Sign up for one of our email newsletters.

Updated 1 hour ago

Is it possible — perhaps even likely — that terrified liberals and Democrats are right about President Donald Trump?

Yes. I want to be fair here. It's quite possible they are right.

He holds the awesome power of the federal hammer in his hands. And now, he's exactly the kind of imperial president Democrats never, ever wanted.

Yet there is a solution.

If Democrats are serious with all their caterwauling and shrieking about Trump, if they are truly worried about a chief executive running amok, there's one thing they must do: Support Trump's nomination of a conservative candidate for the Supreme Court in the mold of the late, great Supreme Court Justice Antonin Scalia.

If not, then all the Democrat hair-on-fire theatrics, all the hand-wringing about Trump and “alternative facts” (when they were silent about Obama administration falsehoods) tell Americans a story.

This tells Americans that Democrats aren't remotely serious, and that all the left is really doing is screaming about lost power.

If you're truly worried about Trump's overreach, you'll demand an originalist on the Supreme Court.

What the nation needs now is someone who understands that the Constitution was written not to bow to the impulses of an imperial presidential personality, but to hold it in check and protect our liberty.

Yet for decades, the bipartisan establishment didn't care. Some years, Democrats held the presidential hammer and other years, Republicans held it.

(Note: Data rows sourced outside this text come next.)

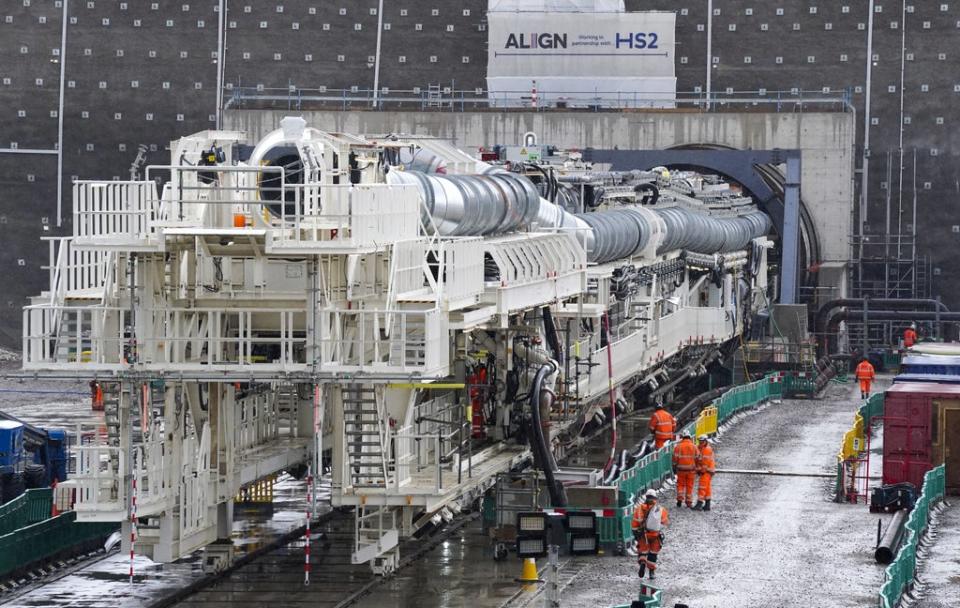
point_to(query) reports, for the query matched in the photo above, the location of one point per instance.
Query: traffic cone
(529, 573)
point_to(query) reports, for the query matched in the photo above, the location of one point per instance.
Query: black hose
(558, 496)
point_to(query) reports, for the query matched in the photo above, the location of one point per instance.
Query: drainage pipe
(890, 541)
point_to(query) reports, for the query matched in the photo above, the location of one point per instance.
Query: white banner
(612, 56)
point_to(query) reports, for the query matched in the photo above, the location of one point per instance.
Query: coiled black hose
(541, 450)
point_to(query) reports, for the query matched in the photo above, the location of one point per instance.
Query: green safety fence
(900, 573)
(614, 527)
(47, 538)
(28, 508)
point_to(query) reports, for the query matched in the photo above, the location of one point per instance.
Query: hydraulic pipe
(558, 497)
(890, 541)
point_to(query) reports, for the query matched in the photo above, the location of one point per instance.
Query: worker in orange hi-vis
(96, 395)
(649, 520)
(662, 426)
(685, 456)
(910, 336)
(706, 467)
(865, 374)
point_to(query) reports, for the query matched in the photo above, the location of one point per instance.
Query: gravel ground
(940, 569)
(769, 540)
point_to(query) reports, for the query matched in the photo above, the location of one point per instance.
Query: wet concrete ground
(767, 538)
(64, 404)
(769, 541)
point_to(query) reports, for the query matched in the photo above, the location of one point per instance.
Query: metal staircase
(365, 437)
(116, 396)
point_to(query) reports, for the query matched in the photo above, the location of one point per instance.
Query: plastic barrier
(29, 508)
(651, 597)
(656, 466)
(854, 443)
(900, 573)
(47, 538)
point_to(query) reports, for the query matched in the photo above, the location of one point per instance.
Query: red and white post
(306, 538)
(133, 523)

Republicans sometimes complained about Democrats referring to a “living document,” but they, too, used that idea of a malleable Constitution and an increasingly muscular executive.

It allowed liberal courts to legislate from the Canlı Bahis bench. It removed responsibility from an increasingly supine Congress that deferred to the presidency. And it put the people on the outside, where the establishment wanted them. That's corrosive, and it erupted with Trump.

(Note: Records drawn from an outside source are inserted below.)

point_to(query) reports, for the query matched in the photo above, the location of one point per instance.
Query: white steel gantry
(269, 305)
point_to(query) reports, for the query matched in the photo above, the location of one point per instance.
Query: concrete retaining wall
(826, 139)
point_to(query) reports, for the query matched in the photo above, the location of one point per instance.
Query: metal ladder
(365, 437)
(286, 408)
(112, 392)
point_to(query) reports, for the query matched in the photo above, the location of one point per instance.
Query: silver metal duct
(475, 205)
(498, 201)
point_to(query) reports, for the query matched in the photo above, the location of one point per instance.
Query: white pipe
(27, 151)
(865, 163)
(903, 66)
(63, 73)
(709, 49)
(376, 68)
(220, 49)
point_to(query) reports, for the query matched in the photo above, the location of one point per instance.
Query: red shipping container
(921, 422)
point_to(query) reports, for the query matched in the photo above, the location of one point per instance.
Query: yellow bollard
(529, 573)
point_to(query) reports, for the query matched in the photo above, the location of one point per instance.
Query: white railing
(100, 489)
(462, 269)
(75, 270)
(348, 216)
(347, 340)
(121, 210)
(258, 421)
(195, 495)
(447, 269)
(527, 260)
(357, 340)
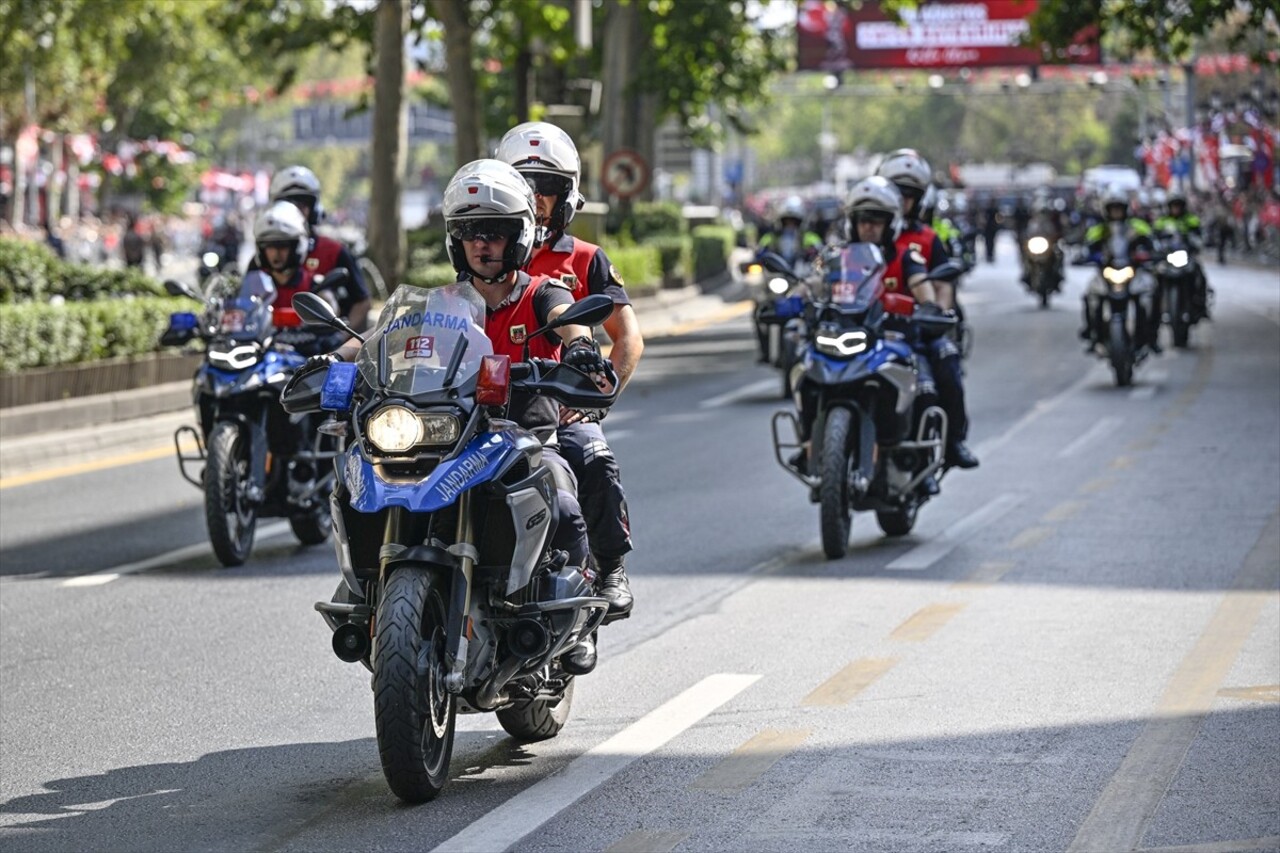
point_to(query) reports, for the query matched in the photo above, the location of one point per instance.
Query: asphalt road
(1077, 648)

One who recognized this long-term danger to the republic was Barack Obama. Campaigning for the presidency in 2008, he rightly chastised President George W. Bush.

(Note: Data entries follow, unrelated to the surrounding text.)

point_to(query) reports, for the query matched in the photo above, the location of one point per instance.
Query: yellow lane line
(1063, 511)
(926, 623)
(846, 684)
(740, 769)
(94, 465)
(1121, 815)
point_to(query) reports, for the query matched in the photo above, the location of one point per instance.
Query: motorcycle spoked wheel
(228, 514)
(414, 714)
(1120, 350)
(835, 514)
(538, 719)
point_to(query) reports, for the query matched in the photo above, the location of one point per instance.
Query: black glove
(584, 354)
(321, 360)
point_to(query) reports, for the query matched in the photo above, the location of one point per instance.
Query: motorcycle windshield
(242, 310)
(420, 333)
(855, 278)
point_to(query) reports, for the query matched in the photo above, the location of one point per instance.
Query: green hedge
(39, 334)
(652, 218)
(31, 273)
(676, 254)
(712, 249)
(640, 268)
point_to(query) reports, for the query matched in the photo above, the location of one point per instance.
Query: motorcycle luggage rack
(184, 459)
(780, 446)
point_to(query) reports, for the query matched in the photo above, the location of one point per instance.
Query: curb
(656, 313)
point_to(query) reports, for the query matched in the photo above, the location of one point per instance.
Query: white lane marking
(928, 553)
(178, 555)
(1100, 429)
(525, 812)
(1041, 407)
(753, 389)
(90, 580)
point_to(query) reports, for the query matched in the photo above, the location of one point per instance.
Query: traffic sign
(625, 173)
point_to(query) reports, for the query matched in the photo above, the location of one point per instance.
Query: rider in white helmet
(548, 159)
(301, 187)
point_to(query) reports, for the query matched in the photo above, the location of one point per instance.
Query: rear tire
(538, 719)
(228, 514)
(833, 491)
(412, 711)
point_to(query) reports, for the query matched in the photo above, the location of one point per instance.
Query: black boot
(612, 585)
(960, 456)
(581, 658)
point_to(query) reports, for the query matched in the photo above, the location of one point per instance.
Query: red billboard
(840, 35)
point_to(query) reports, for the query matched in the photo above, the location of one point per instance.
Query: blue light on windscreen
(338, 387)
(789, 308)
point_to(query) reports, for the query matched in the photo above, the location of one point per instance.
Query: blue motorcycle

“I taught constitutional law for 10 years,” candidate Obama said in 2008 on CNN. “I take the Constitution very seriously.”

He took it seriously all right. Obama seriously grabbed even more power.

When the Democrats had control of Congress, he pushed through his ObamaCare health plan, now falling of its own weight.

That cost the Democrats control, and when he was at an impasse with a Republican-dominated Congress, he tossed his concerns about an imperial presidency out the White House window.

And he announced he'd bypass Congress. “I've got a pen and I've got a phone,” he said, and began writing his own laws, like a boss.

If you want a valuable examination of presidential overreach, I refer you to Ilya Shapiro in The Federalist. Shapiro characterized Obama's imperial presidential overreach this way: “It's as if the goal was to show Donald Trump how it's done.”

The way to stop this is to hold the Constitution close. And to have Supreme Court justices interpret the Constitution just as it was written, for this very reason: American liberty.

John Kass is a columnist for the Chicago Tribune.

Our editors found this article on this site using Google and regenerated it for our readers.